If you're in a Power Five conference - especially, either the SEC or B1G - and, you finish the season (through the CCG) with two or fewer losses - you'll most likely be in the twelve team CFP.

So, what would I prefer - an "easy as can be" schedule until the month of November - OR - great games throughout the year with incredible matchups - as Michigan has for the upcoming season?  Hmmm - i'd probably like a balance - some easier games to start the season and get the team gelling - and with some great matchups.  

My guess is - Michigan will have the toughest - or second toughest - schedule in the country this season.  Texas, USC, Oregon, at Washington, and Ohio State - is a tough slate.   Florida's schedule finishes in pretty tough fashion playing Georgia, Texas, LSU, Ole Miss, and FSU in consecutive weeks to finish the season.

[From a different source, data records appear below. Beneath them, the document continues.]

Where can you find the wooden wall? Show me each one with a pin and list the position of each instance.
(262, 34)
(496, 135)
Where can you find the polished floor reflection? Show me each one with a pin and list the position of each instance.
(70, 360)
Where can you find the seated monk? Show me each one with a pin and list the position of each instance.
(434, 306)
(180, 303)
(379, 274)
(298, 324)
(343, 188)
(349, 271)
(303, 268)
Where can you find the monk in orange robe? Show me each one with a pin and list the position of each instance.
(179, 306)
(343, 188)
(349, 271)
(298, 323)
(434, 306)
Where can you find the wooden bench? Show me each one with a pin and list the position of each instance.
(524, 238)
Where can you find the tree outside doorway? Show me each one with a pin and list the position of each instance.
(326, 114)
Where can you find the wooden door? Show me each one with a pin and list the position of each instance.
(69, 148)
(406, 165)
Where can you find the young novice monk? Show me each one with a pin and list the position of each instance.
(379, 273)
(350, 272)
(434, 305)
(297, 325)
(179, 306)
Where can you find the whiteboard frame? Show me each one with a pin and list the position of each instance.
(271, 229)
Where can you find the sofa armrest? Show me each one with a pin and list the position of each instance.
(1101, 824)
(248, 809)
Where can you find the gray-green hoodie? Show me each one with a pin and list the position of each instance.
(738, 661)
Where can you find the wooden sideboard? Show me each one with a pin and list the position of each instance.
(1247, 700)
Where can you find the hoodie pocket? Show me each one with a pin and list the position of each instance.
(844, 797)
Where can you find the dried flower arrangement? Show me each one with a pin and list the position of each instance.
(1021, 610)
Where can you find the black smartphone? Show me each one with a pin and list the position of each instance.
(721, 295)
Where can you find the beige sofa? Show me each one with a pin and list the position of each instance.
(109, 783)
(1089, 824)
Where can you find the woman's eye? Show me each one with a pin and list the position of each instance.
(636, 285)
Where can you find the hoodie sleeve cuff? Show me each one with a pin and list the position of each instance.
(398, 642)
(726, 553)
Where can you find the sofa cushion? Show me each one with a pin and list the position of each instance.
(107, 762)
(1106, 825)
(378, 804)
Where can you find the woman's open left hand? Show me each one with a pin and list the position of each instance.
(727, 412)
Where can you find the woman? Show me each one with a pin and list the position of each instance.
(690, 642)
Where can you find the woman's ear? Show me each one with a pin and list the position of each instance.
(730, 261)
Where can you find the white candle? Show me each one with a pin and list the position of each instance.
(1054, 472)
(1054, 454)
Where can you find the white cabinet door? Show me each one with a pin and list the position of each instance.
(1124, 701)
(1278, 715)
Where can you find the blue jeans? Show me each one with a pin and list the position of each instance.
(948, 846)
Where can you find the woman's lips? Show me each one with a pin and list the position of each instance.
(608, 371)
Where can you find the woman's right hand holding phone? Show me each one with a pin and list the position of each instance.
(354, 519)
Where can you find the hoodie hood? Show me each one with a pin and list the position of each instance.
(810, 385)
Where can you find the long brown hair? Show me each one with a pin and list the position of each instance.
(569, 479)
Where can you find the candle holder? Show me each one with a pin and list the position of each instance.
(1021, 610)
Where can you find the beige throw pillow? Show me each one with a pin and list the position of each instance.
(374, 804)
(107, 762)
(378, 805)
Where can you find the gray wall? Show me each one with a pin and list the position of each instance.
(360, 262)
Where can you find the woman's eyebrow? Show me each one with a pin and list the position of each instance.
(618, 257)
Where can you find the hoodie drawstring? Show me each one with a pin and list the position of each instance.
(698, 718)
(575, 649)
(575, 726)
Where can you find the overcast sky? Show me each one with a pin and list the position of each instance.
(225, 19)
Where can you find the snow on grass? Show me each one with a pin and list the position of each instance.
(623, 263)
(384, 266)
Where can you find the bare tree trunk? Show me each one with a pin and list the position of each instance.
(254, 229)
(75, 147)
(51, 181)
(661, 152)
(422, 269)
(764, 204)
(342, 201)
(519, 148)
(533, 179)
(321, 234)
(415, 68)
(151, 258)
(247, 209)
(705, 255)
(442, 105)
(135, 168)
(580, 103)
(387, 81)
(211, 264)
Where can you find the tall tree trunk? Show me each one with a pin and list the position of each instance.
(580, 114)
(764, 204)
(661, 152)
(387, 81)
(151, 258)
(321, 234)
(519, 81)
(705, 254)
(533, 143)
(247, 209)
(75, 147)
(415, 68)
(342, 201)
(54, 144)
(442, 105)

I'm fine with four tougher games a year - and, having three of those at home makes it even nicer.

NittanyFan

March 4th, 2024 at 3:29 PM ^

Everything looks clearer in retrospect.

Imagine if Michigan doesn't win the Rose Bowl (which doesn't require that much imagination: arguably it's simply changing one play, the 4th down on U-M's last regulation drive).

Then there's a post on here saying "our easy OOC schedule was an underrated contributor to why we didn't succeed in the CFP.  It made us soft."

And would that really be the case?  Did that much change?  The whole OOC schedule impacted how U-M converted/executed on one key play?

AlbanyBlue

March 4th, 2024 at 3:31 PM ^

Tomato cans at the beginning, even with the 12-team (14? 16?) playoff.

You can rep exactly what you want to do without (much) fear of losing. You can rotate and rest starters, lessening the chances for injuries and giving your depth experience. You can even experiment with what you want to do in later games -- like we did on defense in 2023.

Our conference schedule is hard enough -- especially with us getting put in the marquee games as often as possible for the maximum cash grab. Schedule fairness? Nope, money for the conference.

Anyway, we are National Champions. I'm not putting much effort into thinking about how we will handle next season, especially with our QB situation as it stands now.

TruBluMich

March 4th, 2024 at 3:35 PM ^

I really cannot think of a single reason other than a season ticket holder benefit (so that they can resell tickets at higher price) for having more difficult schedule. I argue that going forward, we should to everything in our control to make sure that we have the easiest football schedule possible. What say you?

As a season ticket holder, I love going to the stadium for big matchups. Nothing comes close to the atmosphere. Also, I have no plans of selling my tickets to anyone and for the amount they are charging, I don't feel like I'm getting my values worth by watching a glorified scrimmage.

NotADuck

March 4th, 2024 at 3:39 PM ^

Underrated Contributor to 2024/25 NC - Easy Schedule

Fixed it for you.

Seriously.  All the playing time the backups got last season is going to pay off.  The only problem spot I see on the roster is QB.